The Bichon Frise is a dog that is apart of the Barbichon family and originates from the Mediterranean area. They have a winning personality and were made to impress. They are sweet, loving, loyal, and entertaining. They are known as “The World’s Greatest Personality Dog”. They love to be loved and if you have the time to give to a Bichon Frise, he will be the best dog you could ever imagine. The Bichon Frise is a playful and independent dog, although it will not do him well to spend a lot of time by himself. Bichons can suffer from separation anxiety, but this is only because of their fierce loyalty and the love they have towards their owners.
Learn more about the Bichon Frise to see if he would be a good match for you!
Weight: 12-18 lbs
Height: 9.5-11.5 in
Life span: 14-15 years
Fur type: These awesome dogs are hypoallergenic. This means that their coats do not contain dander, a particle that causes allergies in humans. Their plush velvety coat will keep you and your family from sneezing despite the loving attention you give them.

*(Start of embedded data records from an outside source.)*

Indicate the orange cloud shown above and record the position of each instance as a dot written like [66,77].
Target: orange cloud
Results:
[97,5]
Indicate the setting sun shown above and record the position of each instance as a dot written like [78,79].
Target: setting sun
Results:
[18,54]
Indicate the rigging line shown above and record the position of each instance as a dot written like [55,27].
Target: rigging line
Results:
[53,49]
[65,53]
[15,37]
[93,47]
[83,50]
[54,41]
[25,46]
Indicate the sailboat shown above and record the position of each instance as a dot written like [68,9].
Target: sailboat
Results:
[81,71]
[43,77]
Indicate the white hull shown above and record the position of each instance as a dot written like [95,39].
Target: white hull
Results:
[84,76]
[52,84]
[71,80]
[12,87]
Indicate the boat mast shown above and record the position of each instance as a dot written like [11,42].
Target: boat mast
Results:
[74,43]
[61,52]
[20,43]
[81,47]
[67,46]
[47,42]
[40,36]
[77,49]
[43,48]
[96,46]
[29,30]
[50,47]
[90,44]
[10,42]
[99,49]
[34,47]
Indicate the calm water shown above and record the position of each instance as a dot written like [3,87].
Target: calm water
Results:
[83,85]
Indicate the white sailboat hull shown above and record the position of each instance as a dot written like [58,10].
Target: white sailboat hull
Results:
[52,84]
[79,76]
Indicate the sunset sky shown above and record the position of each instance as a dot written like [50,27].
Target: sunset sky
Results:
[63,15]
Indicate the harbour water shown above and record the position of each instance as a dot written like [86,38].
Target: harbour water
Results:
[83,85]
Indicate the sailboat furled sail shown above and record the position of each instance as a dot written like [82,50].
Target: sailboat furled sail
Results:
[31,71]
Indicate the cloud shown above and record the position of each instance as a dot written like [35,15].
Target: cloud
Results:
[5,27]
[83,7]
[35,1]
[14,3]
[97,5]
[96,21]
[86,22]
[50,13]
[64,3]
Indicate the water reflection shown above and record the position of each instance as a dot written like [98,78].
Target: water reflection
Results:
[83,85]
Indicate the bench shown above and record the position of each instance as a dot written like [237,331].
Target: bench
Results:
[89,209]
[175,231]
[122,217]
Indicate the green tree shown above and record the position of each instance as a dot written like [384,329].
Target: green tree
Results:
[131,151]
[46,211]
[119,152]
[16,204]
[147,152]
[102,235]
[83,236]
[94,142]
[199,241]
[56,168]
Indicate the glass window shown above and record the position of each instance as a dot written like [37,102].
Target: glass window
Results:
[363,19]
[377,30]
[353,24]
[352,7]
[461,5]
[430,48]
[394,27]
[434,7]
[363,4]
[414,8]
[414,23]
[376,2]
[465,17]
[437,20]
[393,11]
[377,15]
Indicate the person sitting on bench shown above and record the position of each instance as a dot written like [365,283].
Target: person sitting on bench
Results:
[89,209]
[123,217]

Color: Bichon Frise come in white. They have black leather noses and lips that match their large, dark eyes.
Personality: This pup is a lover not a fighter with an extremely happy disposition. Bichons will bring smiles and hugs from around the neighborhood as everyone will want to love it. While Bichon Frises are loyal dogs and can be great watchdogs, they typically live their lives with the assumption that there are no enemies, only friends they haven’t met yet. They are happy, energetic, and are easy to train.
Energy: For their small size, Bichons have a lot of energy. They need to be exercised daily to help relieve that energy. They do really well on short walks or playing games inside and outside. Another great way to help your Bichon Frise use up his energy is to focus on training. These dogs are highly intelligent and can pick up on tricks fairly easy.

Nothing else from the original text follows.